Multiple military operations have curbed insurgency, boosting investor confidence
Pakistan opens up to investor interest
In the northern snow-capped peaks of Pakistan, Zia Chishti disembarked off a helicopter and skied downhill on a mission to convince investors, clients and company executives that the nation once called by The Economist “the world’s most dangerous place” is now safe for business.
Mr Chishti, who grew up in Lahore, gathered a group from more than a dozen countries including Alessandro Benetton, a heir to the billionaire family that owns the iconic namesake Italian clothing company, and Huawei Technologies rotating chief executive Guo Ping earlier this year to Pakistan, the back-end base for some of his businesses. Last month, his artificial intelligence company signed a deal with Huawei, which will help its push into Eastern markets including China, Japan and Australia.
For Mr Chishti, ensuring his clients understand that Pakistan, which has struggled against internal militant groups, has changed since The Economist report a decade ago is critical because many of his employees who provide customer solutions, sales support and marketing to clients including Sprint and Caesars Entertainment are based in the South Asian nation. Mr Chishti has added more people in Pakistan, a move that will also help him keep costs under control as his AI unit prepares for an initial public offering in the US.
“Pakistan by any reasonable and adaptive measure is an extremely safe place to do business,” says Mr Chishti, whose office oversees the White House. “All in all it’s a very favourable place to do business and the world perception just has to catch up.”
Despite a widespread negative perception over the country’s security record, multiple military operations have curbed domestic insurgents after a Pakistani Taliban massacre at a school three years ago shocked the nation. Last year, civilian deaths from terrorism dropped to the lowest in more than a decade.
The army’s drive has boosted the confidence of companies, including TRG, and foreign investment is up 155 per cent to US$457 million in the first two months of the business year that started in July. Mr Chishti’s company has moved into a larger building this year that will fit 3,000 staff in the previously tumultuous port city of Karachi, which has been secured by paramilitary forces against gangsters, militants and political militias since 2013.
Pakistan’s global competitiveness ranking has improved in the past two years, moving above the bottom 20 countries, according to a World Economic Forum report released last week. Crime and theft had the biggest drop in problematic factors for doing business this year along with poor work ethic of labour force.
Mr Chishti's latest focus is artificial intelligence company Afiniti that enhances call flows at contact centres. It uses data and artificial intelligence to predict the behaviour of individuals and agents before pairing them, rather than connecting callers to the first available agent.

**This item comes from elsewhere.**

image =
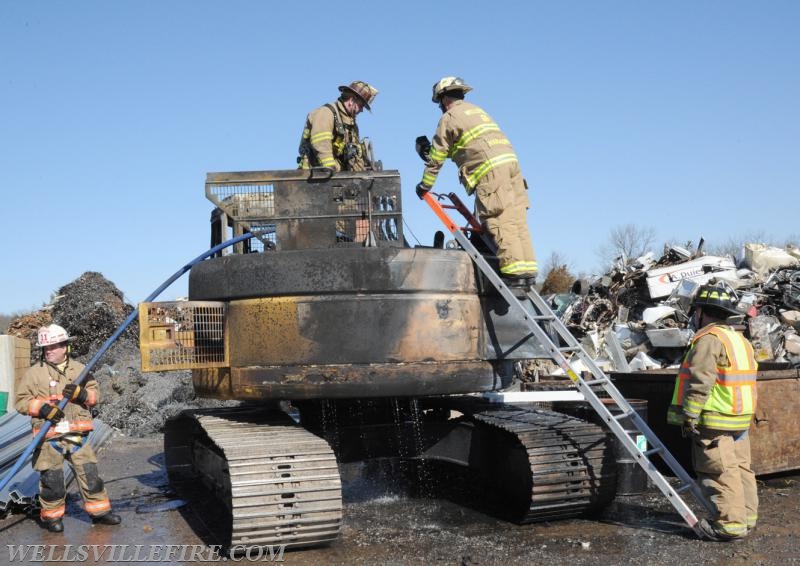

Clients include Vodafone, Sky and T-Mobile US for the company that employs three quarter of its 1,000 staff in Pakistan. TRG holds about half of the company ownership.
The company is planning to list on the Nasdaq Composite Index with a valuation above $2 billion next year, according to person familiar with matter, giving it potential to have one of the largest enterprise software IPOs in recent years.
The level of curiosity and interest in AI is similar to “when the Internet was first booming in the 1990s when established companies would just add .com to their name and their valuations would go up by a factor of three,” says Mr Chishti. “Then there is people like us who see artificial intelligence as much more mundane, around optimising enterprise profitability - that part of the business is going to flourish commercially in the next two to five years.”
The group already has a listed unit in Pakistan, which is part of the nation’s top 30 stock index and the only representative from the technology sector, but it is not widely followed by analysts.
There is not much clarity on the business model and earnings are volatile, says Hamad Aslam, the director of research at Elixir Securities Pakistan. There is a lack of understanding of the sector and industry in Pakistan, while the listed company seems to have a “bad track record, loss making operations” says Ehtesham Khan, the head of capital markets at the Karachi-based Pak Brunei Investment.
The profit and loss “is irrelevant that is not well understood”, says Mr Chishti. “The company has no operating business and the only way to look at is the value of the underlying asset. They only have one asset which is TRG Holdings,” which the Pakistani unit owns half of, he says. “We are very focused.”